The following exception is thrown on an ASP.NET RP that is configured with a Saml11SecurityTokenHandler or Saml2SecurityTokenHandler, with MapToWindows set to true and the value of the UseWindowsTokenService attribute on the SamlSecurityTokenRequirement element set to false:
Server Error in '/ClaimsAwareWebApp' Application. ________________________________________ Either a required impersonation level was not provided, or the provided impersonation level is invalid. (Exception from HRESULT: 0x80070542)
HttpCookies written by WIF have their
Secure property set to false by default. A Web site might have a login page that is protected by SSL, while the inner pages are not. If an
HttpCookie is not secure, the client will send it with every request to the Web site, whether it is requesting a page that is protected by SSL or not. This allows other clients to intercept the cookie and use it to access other pages that are not protected by SSL.
Always set the
Secure property of
HttpCookie to true. This ensures that the client only sends the cookie when it requests a page that is protected by SSL.

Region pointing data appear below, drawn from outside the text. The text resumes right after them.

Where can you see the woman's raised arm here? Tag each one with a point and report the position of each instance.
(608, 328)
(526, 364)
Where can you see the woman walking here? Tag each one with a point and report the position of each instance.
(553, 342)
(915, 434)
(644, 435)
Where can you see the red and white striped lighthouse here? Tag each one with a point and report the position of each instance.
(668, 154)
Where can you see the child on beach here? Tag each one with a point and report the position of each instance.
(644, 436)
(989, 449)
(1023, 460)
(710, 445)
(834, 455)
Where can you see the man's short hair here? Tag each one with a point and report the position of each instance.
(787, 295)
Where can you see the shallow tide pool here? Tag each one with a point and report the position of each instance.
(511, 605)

If you install the WIF SDK on a computer that has both the .NET Framework 3.5 and .NET Framework 4 installed, you might encounter the following:
On Windows Server 2003, if the .NET Framework 3.5 version of the WIF SDK is installed, any samples that use ASP.NET fail with a
RequestValidationerror. This happens because Internet Information Services (IIS) uses the .NET Framework 4 version of the WIF SDK if the .NET Framework 4 is installed.
On Windows Vista, Windows Server 2008, Windows 7, and Windows Server 2008 R2, if both the .NET Framework 3.5 and .NET Framework 4 versions of the WIF SDK are installed, and SamplePreReqSetup.bat is run for each version, only the samples from the version that was installed last will work.
This is because SamplePreReqSetup.bat creates an application pool for use with the samples, and SamplePreReqSetup.bat for each version sets a different .NET Framework version on the pool. If you want to try the samples for both versions on the same computer, you must re-run SamplePreReqSetup.bat for the version whose samples you want to run.
On Windows Vista, Windows Server 2008, Windows 7, and Windows Server 2008 R2, if both the .NET Framework 3.5 and .NET Framework 4 versions of the WIF SDK are installed, and you try to run the same sample for both versions to compare the results, setup.bat fails with the error “
ERROR ( message:Failed to add duplicate collection element “/<application name>”. )” when run for the second sample.
This is because the samples are identical for both versions, including the virtual directories and application names. If you want to try a sample for both versions on the same computer, after you run the first sample, you must run cleanup.bat to remove the virtual directory and application for the first sample before you run setup.bat for the second sample.
Do not install the WIF SDK on a computer with both the .NET Framework 3.5 and .NET Framework 4 installed.